The company predicts that the number of mobile devices, including those for purely machine-to-machine contact, will pass the human population this year – and there will be over 10 billion by 2016. In terms of mobile data, Cisco is predicting a compound annual growth rate (CAGR) of 78 per cent for the next five years, so that by 2016 the world’s mobile networks will carry 10 exabytes of data each month.
Data use continues to soar
Not surprisingly, the higher-end the device and the faster the connection, the more data is used. At the moment, the biggest mobile data consumers are laptops, and Cisco estimates this will continue until they are overtaken by smartphones in 2014. The average laptop user generates 498 times the mobile data of a standard feature-phone user, ahead of tablet users (x120) and smartphones (x35.)
The study predicts that by 2016, 4G (in whatever form) will account for just 6 per cent of mobile connections, but will be responsible for 36 per cent of the traffic. The average bit rate last year was 189Kbps, but this will rise to nearly 3Mbps by 2016.
The bulk of this traffic is going to be video. Cisco expects mobile data to grow 25 times by 2016, and by that time two-thirds of the traffic will be video.

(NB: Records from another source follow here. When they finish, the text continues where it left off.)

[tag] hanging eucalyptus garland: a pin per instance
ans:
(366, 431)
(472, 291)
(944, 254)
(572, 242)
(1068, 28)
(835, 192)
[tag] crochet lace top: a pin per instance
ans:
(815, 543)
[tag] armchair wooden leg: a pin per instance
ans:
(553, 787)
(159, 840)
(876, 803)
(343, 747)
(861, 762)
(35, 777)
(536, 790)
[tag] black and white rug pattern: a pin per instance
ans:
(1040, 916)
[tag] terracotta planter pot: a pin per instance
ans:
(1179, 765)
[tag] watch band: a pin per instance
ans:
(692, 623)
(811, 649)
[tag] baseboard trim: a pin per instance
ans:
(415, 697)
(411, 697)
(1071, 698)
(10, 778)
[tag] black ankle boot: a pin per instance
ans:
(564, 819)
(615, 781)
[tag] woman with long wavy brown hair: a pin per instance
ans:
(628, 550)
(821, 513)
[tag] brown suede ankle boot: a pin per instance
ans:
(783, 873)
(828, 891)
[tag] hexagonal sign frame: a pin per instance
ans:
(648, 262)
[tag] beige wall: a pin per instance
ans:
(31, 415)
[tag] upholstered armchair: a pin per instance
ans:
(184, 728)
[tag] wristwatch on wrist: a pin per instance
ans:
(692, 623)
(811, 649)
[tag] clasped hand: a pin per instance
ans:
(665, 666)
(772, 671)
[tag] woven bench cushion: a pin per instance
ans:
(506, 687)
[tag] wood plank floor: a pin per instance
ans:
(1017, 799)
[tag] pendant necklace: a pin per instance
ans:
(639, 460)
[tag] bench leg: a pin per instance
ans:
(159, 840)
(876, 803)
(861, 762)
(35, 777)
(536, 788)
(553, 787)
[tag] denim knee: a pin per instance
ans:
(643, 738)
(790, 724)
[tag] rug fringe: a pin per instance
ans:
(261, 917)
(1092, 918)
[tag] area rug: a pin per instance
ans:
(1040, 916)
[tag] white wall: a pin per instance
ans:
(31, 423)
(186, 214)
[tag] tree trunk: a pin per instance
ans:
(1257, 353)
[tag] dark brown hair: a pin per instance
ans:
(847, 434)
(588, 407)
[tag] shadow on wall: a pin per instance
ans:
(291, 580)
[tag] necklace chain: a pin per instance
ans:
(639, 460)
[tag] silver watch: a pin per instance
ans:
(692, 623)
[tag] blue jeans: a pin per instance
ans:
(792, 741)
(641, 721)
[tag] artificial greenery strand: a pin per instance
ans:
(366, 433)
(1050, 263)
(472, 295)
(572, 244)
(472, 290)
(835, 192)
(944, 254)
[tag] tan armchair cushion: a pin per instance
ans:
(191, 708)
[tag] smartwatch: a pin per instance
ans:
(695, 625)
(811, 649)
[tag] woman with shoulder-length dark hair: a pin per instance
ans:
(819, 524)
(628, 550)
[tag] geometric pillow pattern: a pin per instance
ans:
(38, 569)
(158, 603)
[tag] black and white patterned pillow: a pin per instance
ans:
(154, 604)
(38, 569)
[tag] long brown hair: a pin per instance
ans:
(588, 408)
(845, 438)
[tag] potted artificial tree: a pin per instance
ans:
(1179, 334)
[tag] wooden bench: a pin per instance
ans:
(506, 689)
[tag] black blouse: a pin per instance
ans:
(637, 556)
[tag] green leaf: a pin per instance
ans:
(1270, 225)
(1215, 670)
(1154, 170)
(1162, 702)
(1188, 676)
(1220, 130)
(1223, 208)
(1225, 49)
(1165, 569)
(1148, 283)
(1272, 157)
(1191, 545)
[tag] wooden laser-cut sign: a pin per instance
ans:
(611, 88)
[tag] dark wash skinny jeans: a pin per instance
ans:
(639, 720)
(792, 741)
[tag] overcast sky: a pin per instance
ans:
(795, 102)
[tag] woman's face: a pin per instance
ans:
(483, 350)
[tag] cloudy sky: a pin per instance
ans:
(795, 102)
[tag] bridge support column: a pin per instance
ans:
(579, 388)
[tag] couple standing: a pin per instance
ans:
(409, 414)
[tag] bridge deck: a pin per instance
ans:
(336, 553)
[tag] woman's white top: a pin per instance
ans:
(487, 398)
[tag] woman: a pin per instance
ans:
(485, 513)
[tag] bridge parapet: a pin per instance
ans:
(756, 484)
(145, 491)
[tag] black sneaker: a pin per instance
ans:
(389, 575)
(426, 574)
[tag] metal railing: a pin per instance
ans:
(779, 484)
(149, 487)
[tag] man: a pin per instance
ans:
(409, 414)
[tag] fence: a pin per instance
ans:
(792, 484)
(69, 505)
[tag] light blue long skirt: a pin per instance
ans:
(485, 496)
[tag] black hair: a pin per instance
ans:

A lot of this will be viewed on tablets, with iPads and their ilk expected to account for the equivalent of the current worldwide mobile data use by 2016.
The biggest geographical growth area in mobile data isn’t Asia, oddly enough. Africa and the Middle East will have a CAGR of over 100 per cent, with Asia growing 84 per cent. China is growing fast, however – it currently accounts for less than 5 per cent of global mobile data, but that will rise to 10 per cent by 2016. ®
You fleshy meatbags have nothing to fear; this is perfectly innocent and normal. Continue your disgusting meat-based existence; there is nothing to see here.
Well, that's me puzzled.
"...including those for purely machine-to-machine contact..."
I was sort of wondering how we could get more mobile devices than people, 'til I saw that. Which begs a question: Why are we building machines to carry mobile devices around?
More importantly, do machines prefer iOS or Android devices? Are we fitting mobile carrying machines with flamethrowers so that they can discuss the merits in the approved fashion?
We have been outnumbered by grains of sand, litres of water in the oceans, number of birds (avian variety) for many years, why should this make a difference?